Called Pursuing Equitable and Restorative Communities (PERC) — a variation on the International Institute for Restorative Practices’ SaferSanerSchools Whole-School Change program — the model was also associated with an increase in attendance at the elementary level and among students with an Individual Education Program. But the program did not significantly reduce arrest rates, perhaps because students committing violent acts are not referred to the program, and mobility rates also did not decline, except that students were less likely to be placed in an alternative school.
The randomized controlled trial also shows some puzzling effects on achievement. In PERC schools, performance on the state math assessment actually declined at the middle school level and among black and white students in majority-black schools, but the researchers suggest this may have more to do with how the program was implemented and not the students themselves — and while teachers surveyed didn’t credit the program with improving behavior, they did say it was improving their relationships with students.
Interest in using restorative practices to reduce racial disparities in discipline has grown in response to data showing that students of color are far more likely than white students to be suspended. Even though the Federal Commission on School Safety, under U.S. Secretary of Education Betsy DeVos’ leadership, has recommended rescinding Obama-era guidance meant to reduce these disparities, many schools and districts are likely to continue implementing programs that give students another way to answer for their behavior.
While the study shows that restorative practices can reduce such disparities, teachers surveyed in the district said they didn’t think it was an effective approach for some “repeat offenders,” especially those with mental health issues, suggesting that schools will need additional strategies for students with ongoing behavior challenges.
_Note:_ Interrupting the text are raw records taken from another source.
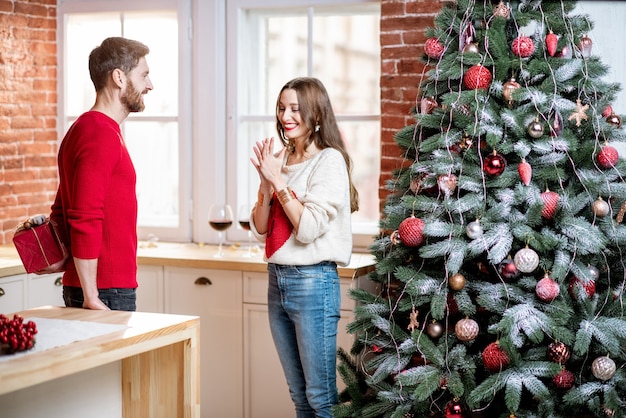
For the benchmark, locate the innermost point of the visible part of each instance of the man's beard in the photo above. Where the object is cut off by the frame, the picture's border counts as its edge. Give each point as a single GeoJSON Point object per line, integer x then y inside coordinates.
{"type": "Point", "coordinates": [132, 99]}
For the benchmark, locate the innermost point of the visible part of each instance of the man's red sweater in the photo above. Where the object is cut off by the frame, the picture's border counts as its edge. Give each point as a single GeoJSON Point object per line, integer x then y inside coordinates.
{"type": "Point", "coordinates": [96, 203]}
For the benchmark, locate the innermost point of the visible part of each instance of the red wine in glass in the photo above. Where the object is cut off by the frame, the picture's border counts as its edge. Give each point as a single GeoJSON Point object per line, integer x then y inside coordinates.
{"type": "Point", "coordinates": [221, 225]}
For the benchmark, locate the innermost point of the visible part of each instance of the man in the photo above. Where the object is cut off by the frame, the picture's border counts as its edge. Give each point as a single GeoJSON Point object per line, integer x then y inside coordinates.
{"type": "Point", "coordinates": [96, 203]}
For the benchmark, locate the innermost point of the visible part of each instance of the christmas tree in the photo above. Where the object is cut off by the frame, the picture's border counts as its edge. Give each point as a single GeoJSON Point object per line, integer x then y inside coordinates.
{"type": "Point", "coordinates": [500, 272]}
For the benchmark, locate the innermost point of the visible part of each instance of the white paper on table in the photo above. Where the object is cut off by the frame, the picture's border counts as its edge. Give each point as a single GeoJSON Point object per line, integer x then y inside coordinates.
{"type": "Point", "coordinates": [53, 333]}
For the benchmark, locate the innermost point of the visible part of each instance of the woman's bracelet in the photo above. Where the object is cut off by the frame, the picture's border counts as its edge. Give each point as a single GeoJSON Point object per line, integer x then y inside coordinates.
{"type": "Point", "coordinates": [285, 195]}
{"type": "Point", "coordinates": [262, 200]}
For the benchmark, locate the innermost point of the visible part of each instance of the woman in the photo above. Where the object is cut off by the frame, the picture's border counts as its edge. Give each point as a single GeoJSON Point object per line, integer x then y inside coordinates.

The researchers make several recommendations for schools and districts considering implementing or expanding restorative practice programs, such as weaving it into the school day, having a district-level administrator to support implementation, providing professional development for all school staff members, and collecting accurate data to determine whether the program is being used as intended and reducing negative behavior. The researchers also note that when school leaders model restorative practices, teachers are more likely to implement the principles.
An IIRP coach was also assigned to each PERC principal, but principals reported being unsure of what was expected during the coach visits and thought they should be more frequent.